Das Melodifestivalen fand einen recht überraschenden Ausgang, als sich zwischen den Favoriten Nano, Wiktoria und Mariette, Robin durchsetzen konnte. Sein Titel "I can't go on" ist lyrisch kein Meisterwerk, verfügt aber über eine unfassbar packende Hook. Der Song wird des Weiteren als eher Nummer sicher beschrieben, was aber mit dem Staging wieder ausgeglichen wird, wie so oft in Schweden. Beginnend im Backstage Bereich, wandert Robin mit seinen 5 Kumpels in maßgeschneiderten Anzügen die Bühne hoch, um dort mit ihnen auf Laufbändern selbstsicher zu posieren. Auf der Bühne wirkt das alles sehr selbstbewusst (verliebt), abseits der Bühne ist Robin jedoch scheu wie ein Reh im Scheinwerferlicht. Da Christer Björkman als Messias nach Kiew berufen wurde, kann Robin mit großer Sicherheit sein Staging zum ESC bringen, wie üblich in Schweden.
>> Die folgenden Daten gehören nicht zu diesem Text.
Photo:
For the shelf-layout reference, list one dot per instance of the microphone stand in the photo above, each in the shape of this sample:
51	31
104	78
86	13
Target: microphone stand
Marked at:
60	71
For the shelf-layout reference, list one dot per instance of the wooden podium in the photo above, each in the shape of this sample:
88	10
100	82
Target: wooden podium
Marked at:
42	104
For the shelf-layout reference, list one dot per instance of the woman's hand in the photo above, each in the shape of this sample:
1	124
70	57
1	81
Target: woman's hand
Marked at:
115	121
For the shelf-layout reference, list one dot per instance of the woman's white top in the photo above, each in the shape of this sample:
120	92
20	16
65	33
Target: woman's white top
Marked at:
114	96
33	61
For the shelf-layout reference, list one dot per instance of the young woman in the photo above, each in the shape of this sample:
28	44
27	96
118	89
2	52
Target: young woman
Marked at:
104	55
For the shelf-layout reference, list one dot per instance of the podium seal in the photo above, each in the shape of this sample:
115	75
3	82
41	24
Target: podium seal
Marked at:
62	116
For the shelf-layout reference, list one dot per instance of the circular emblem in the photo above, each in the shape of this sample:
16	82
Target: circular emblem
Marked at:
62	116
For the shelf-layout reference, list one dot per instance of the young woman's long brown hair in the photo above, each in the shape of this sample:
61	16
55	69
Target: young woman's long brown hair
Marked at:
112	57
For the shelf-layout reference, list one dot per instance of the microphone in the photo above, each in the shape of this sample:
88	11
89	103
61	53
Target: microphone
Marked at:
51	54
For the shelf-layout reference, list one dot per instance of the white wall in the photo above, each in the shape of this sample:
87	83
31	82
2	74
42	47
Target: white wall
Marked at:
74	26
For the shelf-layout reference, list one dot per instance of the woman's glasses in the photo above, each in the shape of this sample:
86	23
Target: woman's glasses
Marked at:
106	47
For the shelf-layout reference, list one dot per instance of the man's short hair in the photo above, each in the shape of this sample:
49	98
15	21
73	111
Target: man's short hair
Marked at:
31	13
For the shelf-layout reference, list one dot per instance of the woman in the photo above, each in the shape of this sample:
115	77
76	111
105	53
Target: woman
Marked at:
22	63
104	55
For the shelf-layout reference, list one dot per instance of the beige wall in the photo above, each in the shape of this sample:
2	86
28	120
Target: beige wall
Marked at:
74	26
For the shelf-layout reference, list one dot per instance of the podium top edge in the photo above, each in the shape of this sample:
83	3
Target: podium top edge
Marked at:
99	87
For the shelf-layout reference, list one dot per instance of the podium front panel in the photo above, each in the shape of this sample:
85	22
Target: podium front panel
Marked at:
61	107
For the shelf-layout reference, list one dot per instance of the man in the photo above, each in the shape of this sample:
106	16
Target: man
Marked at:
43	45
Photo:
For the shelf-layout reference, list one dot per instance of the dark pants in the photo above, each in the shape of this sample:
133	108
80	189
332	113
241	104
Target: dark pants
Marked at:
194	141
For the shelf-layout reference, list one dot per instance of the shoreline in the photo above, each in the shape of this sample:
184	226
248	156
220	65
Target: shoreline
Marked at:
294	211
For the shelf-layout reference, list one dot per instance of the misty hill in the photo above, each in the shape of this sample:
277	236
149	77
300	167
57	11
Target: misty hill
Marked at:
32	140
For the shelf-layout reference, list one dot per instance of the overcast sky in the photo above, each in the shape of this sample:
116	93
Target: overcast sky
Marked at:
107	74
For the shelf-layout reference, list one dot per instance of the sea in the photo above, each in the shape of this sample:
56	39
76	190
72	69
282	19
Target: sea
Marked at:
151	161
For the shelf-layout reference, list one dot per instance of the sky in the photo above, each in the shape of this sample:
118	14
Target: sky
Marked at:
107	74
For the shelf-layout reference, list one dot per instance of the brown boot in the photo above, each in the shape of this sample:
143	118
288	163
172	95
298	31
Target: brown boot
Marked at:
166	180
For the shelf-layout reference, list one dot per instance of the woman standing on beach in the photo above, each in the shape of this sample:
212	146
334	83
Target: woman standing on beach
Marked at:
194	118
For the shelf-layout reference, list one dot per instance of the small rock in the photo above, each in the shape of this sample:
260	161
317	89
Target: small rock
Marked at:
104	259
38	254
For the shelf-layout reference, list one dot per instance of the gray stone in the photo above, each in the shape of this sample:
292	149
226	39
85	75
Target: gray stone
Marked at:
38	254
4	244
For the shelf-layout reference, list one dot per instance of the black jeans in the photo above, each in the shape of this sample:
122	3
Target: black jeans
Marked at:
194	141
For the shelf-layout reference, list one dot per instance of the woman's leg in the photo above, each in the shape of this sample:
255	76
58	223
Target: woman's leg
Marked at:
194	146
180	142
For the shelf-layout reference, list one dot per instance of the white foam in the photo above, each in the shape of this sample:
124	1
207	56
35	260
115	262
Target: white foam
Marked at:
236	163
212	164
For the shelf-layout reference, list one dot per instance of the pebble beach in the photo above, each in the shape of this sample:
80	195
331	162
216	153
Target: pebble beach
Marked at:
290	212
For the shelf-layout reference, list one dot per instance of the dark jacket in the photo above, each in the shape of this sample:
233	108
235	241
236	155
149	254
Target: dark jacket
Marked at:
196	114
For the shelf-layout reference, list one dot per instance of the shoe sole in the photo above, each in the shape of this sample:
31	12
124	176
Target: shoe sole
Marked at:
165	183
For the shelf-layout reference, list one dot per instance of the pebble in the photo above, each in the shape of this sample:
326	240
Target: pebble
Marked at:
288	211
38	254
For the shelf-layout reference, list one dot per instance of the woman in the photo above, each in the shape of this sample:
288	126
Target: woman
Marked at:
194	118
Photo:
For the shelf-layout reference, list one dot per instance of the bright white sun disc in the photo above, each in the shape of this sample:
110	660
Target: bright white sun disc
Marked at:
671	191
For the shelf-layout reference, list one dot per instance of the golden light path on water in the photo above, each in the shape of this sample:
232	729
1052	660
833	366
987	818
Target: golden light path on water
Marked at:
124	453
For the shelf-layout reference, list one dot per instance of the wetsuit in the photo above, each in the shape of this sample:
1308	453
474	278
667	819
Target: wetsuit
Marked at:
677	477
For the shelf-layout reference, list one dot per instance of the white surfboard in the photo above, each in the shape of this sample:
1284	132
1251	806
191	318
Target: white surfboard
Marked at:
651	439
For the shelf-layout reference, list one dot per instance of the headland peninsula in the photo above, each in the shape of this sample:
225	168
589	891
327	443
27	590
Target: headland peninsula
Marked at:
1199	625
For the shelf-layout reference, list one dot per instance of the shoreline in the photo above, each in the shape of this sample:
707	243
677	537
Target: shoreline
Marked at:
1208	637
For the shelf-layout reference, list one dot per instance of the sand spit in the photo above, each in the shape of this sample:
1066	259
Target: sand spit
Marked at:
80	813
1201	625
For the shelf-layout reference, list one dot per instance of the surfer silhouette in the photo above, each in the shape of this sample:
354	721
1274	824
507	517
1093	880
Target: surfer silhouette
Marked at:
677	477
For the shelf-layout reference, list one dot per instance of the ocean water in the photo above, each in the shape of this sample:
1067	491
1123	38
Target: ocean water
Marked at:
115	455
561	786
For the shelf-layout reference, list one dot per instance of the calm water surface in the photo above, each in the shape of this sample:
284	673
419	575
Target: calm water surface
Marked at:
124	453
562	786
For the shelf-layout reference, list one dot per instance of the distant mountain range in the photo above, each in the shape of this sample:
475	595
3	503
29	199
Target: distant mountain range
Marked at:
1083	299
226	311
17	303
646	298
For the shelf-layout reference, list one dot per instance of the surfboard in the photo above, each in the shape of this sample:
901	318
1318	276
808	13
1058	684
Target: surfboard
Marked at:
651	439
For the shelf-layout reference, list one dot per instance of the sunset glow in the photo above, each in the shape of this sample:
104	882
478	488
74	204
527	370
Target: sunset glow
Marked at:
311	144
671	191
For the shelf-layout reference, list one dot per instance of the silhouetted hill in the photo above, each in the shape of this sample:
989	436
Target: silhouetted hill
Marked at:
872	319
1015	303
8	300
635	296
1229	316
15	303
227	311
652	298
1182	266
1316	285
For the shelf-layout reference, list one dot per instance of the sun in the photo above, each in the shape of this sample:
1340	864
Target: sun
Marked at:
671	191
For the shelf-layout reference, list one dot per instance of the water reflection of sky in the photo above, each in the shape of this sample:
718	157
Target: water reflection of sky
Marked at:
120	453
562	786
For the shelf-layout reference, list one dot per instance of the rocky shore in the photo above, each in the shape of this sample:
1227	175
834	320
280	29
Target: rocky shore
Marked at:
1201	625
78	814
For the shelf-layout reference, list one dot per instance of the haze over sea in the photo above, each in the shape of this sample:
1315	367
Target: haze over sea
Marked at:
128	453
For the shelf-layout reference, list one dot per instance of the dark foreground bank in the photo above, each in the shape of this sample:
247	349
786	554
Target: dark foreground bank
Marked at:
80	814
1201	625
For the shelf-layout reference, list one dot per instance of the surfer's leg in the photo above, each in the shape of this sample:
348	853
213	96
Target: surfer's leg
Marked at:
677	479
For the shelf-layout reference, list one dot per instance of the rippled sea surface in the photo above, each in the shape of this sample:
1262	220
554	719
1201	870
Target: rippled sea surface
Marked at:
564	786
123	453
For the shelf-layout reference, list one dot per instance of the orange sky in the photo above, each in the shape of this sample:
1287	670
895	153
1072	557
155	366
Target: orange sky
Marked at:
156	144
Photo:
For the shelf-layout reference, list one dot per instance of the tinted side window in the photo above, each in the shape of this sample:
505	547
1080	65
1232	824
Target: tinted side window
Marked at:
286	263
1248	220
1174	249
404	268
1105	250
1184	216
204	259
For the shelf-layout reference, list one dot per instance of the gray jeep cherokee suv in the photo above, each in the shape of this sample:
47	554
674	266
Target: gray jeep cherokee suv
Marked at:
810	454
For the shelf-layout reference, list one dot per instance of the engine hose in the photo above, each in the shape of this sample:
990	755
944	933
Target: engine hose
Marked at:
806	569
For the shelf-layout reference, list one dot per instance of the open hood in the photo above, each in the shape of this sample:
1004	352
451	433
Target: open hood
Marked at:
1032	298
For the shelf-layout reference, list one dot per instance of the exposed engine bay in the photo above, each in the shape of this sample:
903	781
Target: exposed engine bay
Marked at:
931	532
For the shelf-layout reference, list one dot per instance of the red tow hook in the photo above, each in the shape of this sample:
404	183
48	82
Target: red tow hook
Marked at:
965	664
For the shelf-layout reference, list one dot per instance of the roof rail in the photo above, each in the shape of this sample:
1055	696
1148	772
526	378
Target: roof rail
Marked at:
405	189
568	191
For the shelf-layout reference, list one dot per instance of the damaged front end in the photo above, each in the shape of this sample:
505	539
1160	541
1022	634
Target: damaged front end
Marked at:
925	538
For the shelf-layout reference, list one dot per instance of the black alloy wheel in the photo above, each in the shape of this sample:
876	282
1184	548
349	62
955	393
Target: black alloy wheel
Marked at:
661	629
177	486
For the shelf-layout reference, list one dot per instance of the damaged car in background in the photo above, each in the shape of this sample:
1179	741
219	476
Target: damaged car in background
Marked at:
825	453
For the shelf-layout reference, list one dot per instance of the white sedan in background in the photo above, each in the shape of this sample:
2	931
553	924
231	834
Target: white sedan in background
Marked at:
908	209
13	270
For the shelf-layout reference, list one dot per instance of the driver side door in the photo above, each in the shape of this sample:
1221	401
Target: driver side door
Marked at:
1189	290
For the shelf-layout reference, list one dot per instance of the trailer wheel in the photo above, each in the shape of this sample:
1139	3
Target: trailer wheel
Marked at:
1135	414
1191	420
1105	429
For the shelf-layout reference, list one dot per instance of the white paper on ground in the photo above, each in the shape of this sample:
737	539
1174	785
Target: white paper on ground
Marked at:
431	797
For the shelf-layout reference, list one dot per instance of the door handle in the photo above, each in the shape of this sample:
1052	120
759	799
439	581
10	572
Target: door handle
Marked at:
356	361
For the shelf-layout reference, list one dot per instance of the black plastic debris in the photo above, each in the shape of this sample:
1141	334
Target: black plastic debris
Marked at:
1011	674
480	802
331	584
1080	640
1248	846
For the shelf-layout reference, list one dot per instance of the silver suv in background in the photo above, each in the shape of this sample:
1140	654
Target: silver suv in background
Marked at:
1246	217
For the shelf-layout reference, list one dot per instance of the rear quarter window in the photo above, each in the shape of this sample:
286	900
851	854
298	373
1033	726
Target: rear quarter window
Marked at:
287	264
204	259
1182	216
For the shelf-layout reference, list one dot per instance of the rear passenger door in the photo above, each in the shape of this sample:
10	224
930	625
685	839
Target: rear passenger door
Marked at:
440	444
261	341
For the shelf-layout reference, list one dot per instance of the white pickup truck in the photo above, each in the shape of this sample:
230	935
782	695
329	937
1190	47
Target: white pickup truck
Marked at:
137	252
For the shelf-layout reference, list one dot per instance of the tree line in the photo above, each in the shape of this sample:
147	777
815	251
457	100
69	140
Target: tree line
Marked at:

Somit ist das potentielle Versagen beim Staging für Schweden ausgeschlossen und ist ein sicherer Hafen für Wettbegeisterte.

Platz 2: Bulgarien

Wer hätte gedacht, dass Bulgarien einmal bei den Wetten soweit vorne liegen würde? Das Land, welches in den Jahren 2011-2013 das Finale verpasste und daraufhin bis 2016 auf weitere Enttäuschungen verzichtete. Nach Poli Genovas sensationellen vierten Rang letztes Jahr, lebt der Hype weiter mit dem erst 17 jährigen Kristian Kostov. Das wohl größte Talent Bulgariens hat russische Wurzeln und lebt, besonders in der aktuellen Zeit, das Motto Celebrate diversity, da seine Familie harmonievoll in Muslime und Christen unterteilt werden kann. Natürlich sind die hervorragenden Quoten auch mit dem Hype zu erklären, aber sie kommen nicht von ungefähr. Beautiful Mess ist eine klassische Ballade mit modernen Einflüssen und herrausragender Melodieführung. Dazu die gefühlvolle Stimme von Kristian und man ist der Hauptherausforderer von Goliath. Teile des Autorenteams haben schon Poli Genovas Song produziert und sind des weiteren mit Serbien und Mazedonien gleich drei Mal dieses Jahr vertreten. Beim Staging wird auch einiges erwartet, um der Favoritenrolle gerecht zu werden. Dazu kommt noch, dass durch Russlands Absage viele Punkte (besonders im Televoting) wieder verfügbar sind und von jemanden abgeholt werden müssen.

Platz 1:

Mit 22% Gewinnchance bei den Buchmachern gut 10% vor allen anderen Beiträgen, so gefällt es der Charismagranate Francesco Gabbani. Sein guter Laune Song geht sofort ins Ohr, trotz Sprachbarriere und kann der nächste große Wurf des ESC'S seit Loreen werden. Dazu kommt ein einfacher Tanz mit einem Gorilla und Anfeuerungsrufe im Song, die sicher in Kiew groß eingefangen werden. Dabei hat sein Occidentalis Karma einen sehr lustigen, dennoch ernsten und hochwertigen Kern. Westeuropäer bilden sich nämlich ein mit Yoga, YingYang, Karma, Namaste und Co ihr Leben zu verbessern, obwohl wir das alles nicht wirklich verstehen und im Grunde immernoch Affen sind, die ihren Trieben nach gehen. Das alles beruht auf einem Studium eines Buches eines Biologen, das Gabbani auf die Idee brachte. Das Staging steht, der Song ist jetzt bereits der erfolgreichste ESC Song auf YouTube aller Zeiten und die Frage ist nur: Rom, Neapel oder Verona? Gabbani favorisiert übrigens Mailand, so weit ist es schon, die Spannung war letztes Jahr doch etwas größer. Doch wer weiß, vielleicht erweißt sich Gabbani als größter FanFavoritFail (FFF) aller Zeiten!